Influence Functions compute the effect that single points have on an estimator /
model. We implement methods from the following papers:

- Koh, Pang Wei, and Percy Liang.
  [Understanding Black-Box Predictions via Influence Functions](http://proceedings.mlr.press/v70/koh17a.html).
  In Proceedings of the 34th International Conference on Machine Learning,
  70:1885–94. Sydney, Australia: PMLR, 2017.

# Installation

To install the latest release use:

```shell
$ pip install pyDVL
```

You can also install the latest development version from
[TestPyPI](https://test.pypi.org/project/pyDVL/):

```shell
pip install pyDVL --index-url https://test.pypi.org/simple/
```

For more instructions and information refer to [Installing pyDVL
](https://appliedAI-Initiative.github.io/pyDVL/20-install.html) in the
documentation.

# Usage

pyDVL uses [Memcached](https://memcached.org/) to cache certain results and
speed up computation. You can run it either locally or, using
[Docker](https://www.docker.com/):

```shell
docker container run --rm -p 11211:11211 --name pydvl-cache -d memcached:latest
```

You can read more in the [caching module's
documentation](https://appliedAI-Initiative.github.io/pyDVL/pydvl/utils/caching.html).

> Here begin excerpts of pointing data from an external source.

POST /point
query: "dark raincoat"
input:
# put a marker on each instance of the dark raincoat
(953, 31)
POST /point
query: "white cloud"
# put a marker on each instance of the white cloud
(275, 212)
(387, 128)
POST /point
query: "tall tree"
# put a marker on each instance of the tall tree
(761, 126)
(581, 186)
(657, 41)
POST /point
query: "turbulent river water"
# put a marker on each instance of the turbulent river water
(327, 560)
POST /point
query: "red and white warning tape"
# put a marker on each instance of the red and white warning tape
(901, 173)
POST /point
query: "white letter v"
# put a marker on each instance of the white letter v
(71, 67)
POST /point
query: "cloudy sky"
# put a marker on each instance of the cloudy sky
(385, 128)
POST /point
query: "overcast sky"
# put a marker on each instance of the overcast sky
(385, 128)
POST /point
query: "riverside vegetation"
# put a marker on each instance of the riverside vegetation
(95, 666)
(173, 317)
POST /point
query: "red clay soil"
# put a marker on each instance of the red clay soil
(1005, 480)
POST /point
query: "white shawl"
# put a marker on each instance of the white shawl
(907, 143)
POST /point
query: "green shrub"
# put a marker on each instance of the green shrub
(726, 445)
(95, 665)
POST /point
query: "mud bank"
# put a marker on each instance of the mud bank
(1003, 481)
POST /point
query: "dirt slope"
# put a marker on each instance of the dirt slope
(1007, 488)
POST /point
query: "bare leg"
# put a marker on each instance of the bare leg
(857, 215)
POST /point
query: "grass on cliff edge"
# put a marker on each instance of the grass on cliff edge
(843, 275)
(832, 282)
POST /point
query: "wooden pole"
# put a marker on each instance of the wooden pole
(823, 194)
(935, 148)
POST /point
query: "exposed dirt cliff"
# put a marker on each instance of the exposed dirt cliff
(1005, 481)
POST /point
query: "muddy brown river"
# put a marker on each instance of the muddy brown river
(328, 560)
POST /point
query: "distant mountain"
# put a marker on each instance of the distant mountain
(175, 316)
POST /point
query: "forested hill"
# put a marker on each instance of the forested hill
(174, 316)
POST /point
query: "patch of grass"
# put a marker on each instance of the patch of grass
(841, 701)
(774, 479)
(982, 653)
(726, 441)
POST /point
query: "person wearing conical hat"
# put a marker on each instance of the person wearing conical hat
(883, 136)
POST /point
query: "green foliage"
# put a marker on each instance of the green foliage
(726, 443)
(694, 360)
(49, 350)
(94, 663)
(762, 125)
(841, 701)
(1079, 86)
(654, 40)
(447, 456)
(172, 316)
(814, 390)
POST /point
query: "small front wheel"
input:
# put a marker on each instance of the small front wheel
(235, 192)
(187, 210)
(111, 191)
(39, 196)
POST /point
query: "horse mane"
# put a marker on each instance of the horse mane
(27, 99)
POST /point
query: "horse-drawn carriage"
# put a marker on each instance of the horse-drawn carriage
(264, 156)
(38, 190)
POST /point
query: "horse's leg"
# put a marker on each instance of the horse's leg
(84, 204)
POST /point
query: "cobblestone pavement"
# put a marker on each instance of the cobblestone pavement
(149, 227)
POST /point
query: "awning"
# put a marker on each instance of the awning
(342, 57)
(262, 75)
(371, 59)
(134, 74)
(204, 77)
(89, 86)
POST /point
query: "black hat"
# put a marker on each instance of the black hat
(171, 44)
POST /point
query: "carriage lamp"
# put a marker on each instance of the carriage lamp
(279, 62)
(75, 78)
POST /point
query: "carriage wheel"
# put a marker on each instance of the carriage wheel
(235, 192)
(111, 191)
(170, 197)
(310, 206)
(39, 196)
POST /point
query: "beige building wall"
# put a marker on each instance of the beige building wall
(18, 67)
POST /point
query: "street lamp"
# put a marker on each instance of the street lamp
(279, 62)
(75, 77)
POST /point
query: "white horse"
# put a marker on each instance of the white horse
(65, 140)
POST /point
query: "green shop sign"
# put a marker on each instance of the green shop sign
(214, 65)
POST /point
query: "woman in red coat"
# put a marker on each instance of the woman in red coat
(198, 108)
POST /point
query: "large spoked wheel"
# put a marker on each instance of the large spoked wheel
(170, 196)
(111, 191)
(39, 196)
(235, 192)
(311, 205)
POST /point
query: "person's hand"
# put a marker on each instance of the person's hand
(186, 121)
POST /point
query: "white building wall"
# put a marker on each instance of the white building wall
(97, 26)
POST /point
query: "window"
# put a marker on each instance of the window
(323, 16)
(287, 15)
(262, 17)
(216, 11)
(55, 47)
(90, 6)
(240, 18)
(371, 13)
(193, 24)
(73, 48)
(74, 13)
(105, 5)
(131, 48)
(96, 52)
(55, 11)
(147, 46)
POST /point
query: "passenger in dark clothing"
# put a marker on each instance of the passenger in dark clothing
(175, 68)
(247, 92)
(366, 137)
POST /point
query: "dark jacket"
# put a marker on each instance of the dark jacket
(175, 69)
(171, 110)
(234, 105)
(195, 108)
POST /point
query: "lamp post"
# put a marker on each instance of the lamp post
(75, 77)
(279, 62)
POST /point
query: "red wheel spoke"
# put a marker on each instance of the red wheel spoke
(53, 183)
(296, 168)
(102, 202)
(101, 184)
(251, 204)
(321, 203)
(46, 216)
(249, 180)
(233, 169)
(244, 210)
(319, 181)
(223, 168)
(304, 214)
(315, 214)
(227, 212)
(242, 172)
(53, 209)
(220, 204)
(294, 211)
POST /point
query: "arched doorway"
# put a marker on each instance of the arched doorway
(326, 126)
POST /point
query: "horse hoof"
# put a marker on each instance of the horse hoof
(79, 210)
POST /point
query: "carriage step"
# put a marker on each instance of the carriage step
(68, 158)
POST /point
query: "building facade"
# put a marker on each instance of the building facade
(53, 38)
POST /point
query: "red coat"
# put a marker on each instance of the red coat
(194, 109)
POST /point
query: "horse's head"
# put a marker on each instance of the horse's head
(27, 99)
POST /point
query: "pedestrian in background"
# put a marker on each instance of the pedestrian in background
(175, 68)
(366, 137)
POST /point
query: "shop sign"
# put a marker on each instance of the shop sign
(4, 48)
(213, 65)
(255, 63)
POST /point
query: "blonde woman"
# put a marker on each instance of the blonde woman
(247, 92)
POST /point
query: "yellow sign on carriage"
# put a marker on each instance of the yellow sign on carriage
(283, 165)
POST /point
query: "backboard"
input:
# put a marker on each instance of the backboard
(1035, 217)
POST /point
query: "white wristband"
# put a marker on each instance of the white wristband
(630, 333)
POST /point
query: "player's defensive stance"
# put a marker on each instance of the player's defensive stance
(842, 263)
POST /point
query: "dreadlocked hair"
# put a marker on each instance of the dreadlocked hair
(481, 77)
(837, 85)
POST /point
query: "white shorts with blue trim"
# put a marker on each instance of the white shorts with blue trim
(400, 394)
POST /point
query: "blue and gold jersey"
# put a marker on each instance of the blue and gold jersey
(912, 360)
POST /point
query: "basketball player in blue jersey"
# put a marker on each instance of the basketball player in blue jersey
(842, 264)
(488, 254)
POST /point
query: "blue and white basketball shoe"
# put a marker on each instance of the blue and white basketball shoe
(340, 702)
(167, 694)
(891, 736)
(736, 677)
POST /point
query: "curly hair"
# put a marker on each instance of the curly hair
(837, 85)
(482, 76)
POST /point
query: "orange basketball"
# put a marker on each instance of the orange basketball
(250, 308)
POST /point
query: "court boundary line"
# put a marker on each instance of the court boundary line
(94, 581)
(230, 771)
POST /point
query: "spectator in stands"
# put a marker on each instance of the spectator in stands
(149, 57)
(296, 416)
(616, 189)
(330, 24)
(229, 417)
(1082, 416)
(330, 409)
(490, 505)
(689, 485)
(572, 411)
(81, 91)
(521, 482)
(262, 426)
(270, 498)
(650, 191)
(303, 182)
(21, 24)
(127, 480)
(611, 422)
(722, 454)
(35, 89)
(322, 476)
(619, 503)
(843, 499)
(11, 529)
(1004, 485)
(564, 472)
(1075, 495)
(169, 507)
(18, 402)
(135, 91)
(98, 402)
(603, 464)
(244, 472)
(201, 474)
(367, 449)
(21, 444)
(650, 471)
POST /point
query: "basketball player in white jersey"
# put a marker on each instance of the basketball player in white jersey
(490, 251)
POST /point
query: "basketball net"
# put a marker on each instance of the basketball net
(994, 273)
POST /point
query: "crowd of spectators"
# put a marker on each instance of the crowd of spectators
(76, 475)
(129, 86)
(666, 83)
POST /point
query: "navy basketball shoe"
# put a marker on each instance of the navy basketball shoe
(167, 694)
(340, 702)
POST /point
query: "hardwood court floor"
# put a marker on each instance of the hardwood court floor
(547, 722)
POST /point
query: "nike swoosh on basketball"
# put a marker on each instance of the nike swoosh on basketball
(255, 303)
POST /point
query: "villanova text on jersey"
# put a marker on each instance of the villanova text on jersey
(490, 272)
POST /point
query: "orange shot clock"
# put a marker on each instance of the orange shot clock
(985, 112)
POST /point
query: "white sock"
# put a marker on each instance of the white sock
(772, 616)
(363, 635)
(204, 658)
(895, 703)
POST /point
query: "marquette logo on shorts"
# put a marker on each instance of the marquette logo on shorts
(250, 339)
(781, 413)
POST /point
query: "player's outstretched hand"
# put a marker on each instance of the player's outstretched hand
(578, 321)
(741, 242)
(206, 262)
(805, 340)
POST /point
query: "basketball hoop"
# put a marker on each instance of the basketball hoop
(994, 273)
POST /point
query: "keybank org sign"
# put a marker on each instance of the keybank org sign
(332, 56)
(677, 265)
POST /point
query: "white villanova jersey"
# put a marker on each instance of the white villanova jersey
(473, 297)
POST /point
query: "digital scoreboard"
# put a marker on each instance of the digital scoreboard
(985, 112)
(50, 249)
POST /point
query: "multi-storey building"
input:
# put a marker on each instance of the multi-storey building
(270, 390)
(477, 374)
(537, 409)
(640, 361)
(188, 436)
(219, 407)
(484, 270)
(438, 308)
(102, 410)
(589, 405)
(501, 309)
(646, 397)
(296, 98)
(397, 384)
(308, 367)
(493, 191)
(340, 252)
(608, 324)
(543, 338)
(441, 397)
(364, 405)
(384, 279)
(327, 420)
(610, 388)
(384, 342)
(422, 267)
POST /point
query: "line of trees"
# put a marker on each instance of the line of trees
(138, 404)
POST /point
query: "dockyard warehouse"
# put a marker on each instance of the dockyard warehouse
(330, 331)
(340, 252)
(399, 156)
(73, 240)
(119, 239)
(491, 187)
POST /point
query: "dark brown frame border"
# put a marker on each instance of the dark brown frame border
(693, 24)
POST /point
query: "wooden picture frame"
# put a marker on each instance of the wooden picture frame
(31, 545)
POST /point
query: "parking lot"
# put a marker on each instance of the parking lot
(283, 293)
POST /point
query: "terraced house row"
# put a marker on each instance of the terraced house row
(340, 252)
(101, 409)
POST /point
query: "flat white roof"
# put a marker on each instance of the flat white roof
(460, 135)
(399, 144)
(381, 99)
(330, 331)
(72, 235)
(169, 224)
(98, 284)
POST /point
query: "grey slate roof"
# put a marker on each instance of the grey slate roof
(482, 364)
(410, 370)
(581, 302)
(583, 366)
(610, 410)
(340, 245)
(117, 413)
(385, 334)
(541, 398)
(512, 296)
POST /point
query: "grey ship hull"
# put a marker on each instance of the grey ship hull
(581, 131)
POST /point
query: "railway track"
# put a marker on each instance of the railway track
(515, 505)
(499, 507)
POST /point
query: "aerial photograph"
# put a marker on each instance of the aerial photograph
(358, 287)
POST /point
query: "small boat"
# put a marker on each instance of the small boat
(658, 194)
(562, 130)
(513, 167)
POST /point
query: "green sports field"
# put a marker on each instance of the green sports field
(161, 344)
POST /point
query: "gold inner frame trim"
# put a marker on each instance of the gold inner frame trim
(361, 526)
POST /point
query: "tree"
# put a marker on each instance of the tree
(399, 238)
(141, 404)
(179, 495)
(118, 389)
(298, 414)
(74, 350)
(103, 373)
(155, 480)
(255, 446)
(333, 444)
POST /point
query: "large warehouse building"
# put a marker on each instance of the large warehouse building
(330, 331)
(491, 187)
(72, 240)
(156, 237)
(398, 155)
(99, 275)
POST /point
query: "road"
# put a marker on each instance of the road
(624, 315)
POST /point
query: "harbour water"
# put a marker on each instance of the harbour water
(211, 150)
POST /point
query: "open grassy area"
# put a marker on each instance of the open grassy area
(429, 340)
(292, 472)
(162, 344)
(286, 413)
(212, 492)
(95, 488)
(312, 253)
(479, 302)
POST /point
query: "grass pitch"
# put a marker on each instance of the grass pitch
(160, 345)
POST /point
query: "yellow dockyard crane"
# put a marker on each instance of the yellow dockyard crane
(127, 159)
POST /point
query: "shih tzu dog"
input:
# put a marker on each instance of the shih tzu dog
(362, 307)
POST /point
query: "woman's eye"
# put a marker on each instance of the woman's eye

Once that's done, the steps required to compute values for your samples are

1. Create a `Dataset` object with your train and test splits.
2. Create an instance of a `SupervisedModel` (basically any sklearn compatible
   predictor)
3. Create a `Utility` object to wrap the Dataset, the model and a scoring
   function.
4. Use one of the methods defined in the library to compute the values.

This is how it looks for *Truncated Montecarlo Shapley*, an efficient method for
Data Shapley values:

```python
import numpy as np
from pydvl.utils import Dataset, Utility
from pydvl.value.shapley import compute_shapley_values
from sklearn.linear_model import LinearRegression
from sklearn.model_selection import train_test_split

X, y = np.arange(100).reshape((50, 2)), np.arange(50)
X_train, X_test, y_train, y_test = train_test_split(
        X, y, test_size=0.5, random_state=16
        )
dataset = Dataset(X_train, y_train, X_test, y_test)
model = LinearRegression()
utility = Utility(model, dataset)
values = compute_shapley_values(
        u=utility, max_iterations=100, mode="truncated_montecarlo"
    )
```

For more instructions and information refer to [Getting
Started](https://appliedAI-Initiative.github.io/pyDVL/10-getting-started.html) in
the documentation. We provide several
[examples](https://appliedAI-Initiative.github.io/pyDVL/examples/index.html)
with details on the algorithms and their applications.

# Contributing

Please open new issues for bugs, feature requests and extensions. You can read
about the structure of the project, the toolchain and workflow in the [guide for
contributions](CONTRIBUTING.md).

# License

pyDVL is distributed under
[LGPL-3.0](https://www.gnu.org/licenses/lgpl-3.0.html). A complete version can
be found in two files: [here](LICENSE) and [here](COPYING.LESSER).

All contributions will be distributed under this license.